When she was done with that, she opened the book to "Somewhere That's Green." She peered at the sheet music as if it held the meaning of life. He zoomed in on her while she hit one key on the piano. Derek shook his head from behind the camera.

"Oops,"Casey said and hit another. "No that's not it either..."

Derek reached over and hit the right one.

"Since when do you read music?" Casey said. Derek shrugged.

"Did you take piano lessons, Derek?" Casey asked. "You did, didn't you?"

"He plays guitar better," Edwin said from the stairs. Derek panned over to him."Not that that's saying much.

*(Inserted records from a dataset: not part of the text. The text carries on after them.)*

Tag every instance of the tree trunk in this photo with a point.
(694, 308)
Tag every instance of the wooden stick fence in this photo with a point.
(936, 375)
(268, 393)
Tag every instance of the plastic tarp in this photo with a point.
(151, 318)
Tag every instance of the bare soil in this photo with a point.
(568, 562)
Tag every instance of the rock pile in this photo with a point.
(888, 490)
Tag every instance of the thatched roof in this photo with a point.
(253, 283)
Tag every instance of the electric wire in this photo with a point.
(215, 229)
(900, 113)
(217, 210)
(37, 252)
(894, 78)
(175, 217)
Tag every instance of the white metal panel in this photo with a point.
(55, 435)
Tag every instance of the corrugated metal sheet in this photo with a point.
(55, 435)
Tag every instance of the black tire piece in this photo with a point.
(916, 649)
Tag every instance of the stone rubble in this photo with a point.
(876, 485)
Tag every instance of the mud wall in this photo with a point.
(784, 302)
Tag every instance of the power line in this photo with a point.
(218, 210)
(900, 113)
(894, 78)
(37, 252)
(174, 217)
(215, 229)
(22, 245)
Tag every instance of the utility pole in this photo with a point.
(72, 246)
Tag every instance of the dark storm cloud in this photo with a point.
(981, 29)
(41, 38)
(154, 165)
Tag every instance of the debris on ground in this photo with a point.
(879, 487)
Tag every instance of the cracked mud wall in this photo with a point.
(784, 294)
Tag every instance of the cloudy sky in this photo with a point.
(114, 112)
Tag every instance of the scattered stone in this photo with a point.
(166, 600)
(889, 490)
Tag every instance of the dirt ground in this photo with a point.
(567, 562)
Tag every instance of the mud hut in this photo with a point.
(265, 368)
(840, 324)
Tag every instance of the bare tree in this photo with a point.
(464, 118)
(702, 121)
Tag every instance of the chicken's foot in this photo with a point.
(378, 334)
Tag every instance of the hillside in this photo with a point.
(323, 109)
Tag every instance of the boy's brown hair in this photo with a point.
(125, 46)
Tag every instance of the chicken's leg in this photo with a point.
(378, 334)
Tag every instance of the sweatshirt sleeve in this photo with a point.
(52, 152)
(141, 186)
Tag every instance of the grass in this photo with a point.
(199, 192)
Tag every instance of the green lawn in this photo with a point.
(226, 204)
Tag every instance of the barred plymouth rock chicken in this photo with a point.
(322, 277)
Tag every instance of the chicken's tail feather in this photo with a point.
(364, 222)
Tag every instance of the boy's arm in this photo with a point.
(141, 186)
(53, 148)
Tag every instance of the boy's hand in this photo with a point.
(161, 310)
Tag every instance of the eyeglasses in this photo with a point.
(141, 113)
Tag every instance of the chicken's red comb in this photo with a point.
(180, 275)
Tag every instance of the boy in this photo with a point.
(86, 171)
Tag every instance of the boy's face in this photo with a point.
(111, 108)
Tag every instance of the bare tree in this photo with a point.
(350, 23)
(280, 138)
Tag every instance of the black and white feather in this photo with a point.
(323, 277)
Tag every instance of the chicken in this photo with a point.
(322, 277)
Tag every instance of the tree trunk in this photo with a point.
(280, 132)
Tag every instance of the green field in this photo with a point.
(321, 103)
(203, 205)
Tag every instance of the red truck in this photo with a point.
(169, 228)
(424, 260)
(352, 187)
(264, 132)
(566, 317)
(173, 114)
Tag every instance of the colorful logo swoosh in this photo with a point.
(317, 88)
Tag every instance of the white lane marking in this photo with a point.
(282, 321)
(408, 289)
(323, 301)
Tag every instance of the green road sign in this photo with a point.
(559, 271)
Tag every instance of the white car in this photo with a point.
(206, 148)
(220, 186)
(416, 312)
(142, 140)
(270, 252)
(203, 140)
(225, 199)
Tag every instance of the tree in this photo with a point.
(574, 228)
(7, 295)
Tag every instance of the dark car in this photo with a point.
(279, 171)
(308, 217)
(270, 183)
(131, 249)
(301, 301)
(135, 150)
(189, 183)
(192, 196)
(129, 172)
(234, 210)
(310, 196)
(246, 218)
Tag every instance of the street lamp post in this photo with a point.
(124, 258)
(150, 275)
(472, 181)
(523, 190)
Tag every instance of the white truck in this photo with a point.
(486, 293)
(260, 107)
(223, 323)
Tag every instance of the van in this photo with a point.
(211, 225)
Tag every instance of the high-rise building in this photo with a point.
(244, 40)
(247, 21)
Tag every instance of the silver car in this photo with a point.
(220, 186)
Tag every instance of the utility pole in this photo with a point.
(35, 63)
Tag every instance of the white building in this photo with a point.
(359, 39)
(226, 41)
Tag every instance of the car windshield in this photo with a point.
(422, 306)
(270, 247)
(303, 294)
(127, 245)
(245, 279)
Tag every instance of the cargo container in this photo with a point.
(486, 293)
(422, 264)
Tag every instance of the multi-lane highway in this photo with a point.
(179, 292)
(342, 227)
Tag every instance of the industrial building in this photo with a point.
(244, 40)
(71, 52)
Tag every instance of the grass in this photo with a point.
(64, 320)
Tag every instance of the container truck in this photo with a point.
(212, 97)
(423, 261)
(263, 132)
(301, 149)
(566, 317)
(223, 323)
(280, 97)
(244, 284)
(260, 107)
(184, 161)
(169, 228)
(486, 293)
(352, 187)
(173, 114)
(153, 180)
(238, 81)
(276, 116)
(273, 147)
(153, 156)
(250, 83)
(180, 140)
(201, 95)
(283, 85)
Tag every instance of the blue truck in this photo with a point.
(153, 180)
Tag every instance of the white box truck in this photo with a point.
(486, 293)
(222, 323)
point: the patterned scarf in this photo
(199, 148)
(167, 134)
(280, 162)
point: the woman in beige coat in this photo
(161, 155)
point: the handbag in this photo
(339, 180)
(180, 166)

He plays piano like Dad types." Edwin mimed hunting and pecking with two fingers as he came downstairs.

Derek held the camera with one hand as he wrote awkwardly with the other. Why don't you play for us, then?

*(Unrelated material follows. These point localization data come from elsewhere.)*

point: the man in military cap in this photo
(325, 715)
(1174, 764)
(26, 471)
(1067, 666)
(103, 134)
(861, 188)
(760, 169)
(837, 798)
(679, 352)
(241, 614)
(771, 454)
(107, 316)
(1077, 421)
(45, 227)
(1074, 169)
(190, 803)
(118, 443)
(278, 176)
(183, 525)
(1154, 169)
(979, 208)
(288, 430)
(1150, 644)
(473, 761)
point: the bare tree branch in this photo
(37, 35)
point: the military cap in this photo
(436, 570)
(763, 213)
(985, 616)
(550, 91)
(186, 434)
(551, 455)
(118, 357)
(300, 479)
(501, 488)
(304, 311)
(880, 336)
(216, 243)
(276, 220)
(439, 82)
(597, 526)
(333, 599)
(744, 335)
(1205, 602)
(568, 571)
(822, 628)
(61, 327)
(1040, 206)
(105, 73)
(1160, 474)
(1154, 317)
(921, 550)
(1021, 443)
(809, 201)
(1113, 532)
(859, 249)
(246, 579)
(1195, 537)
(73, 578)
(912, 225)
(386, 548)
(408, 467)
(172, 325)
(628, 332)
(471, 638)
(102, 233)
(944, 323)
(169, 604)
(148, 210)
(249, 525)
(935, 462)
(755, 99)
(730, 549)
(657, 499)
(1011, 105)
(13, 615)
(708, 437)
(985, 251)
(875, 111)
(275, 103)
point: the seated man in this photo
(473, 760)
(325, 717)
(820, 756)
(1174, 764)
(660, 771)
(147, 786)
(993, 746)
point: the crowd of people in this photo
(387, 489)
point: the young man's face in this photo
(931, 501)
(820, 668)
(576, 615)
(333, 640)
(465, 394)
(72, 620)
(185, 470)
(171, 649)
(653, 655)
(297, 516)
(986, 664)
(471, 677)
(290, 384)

"If you want," Edwin said. "I suck at it too, but I'm not shy about it. And I use more than two fingers." Edwin winked at the camera, cracked his knuckles theatrically, and sat on the piano bench.

Edwin's tempo was off by a little and he had a habit of wincing and shaking his head whenever he screwed up, calling way more attention to the mistakes than was necessary, but he was on key and the mistakes he did make weren't really the type that threw Casey off. She sang that depressing song she picked pretty well. By the end of it, Lizzie and Marti had both trickled in. Derek waved them into the shot.

"What do you think?" she said to the camera. Derek gave her thumbs up and made sure it got in the shot. "Edwin?" she said.

"Well," Edwin said. "It's no Polly Wolly Doodle, but I guess it'll do." Marti laughed.

"You'll nail it," Lizzie said.

"Again?" Marti said.

"You guys," Casey said. "You're sweet, but you're totally lying. I need to do that again."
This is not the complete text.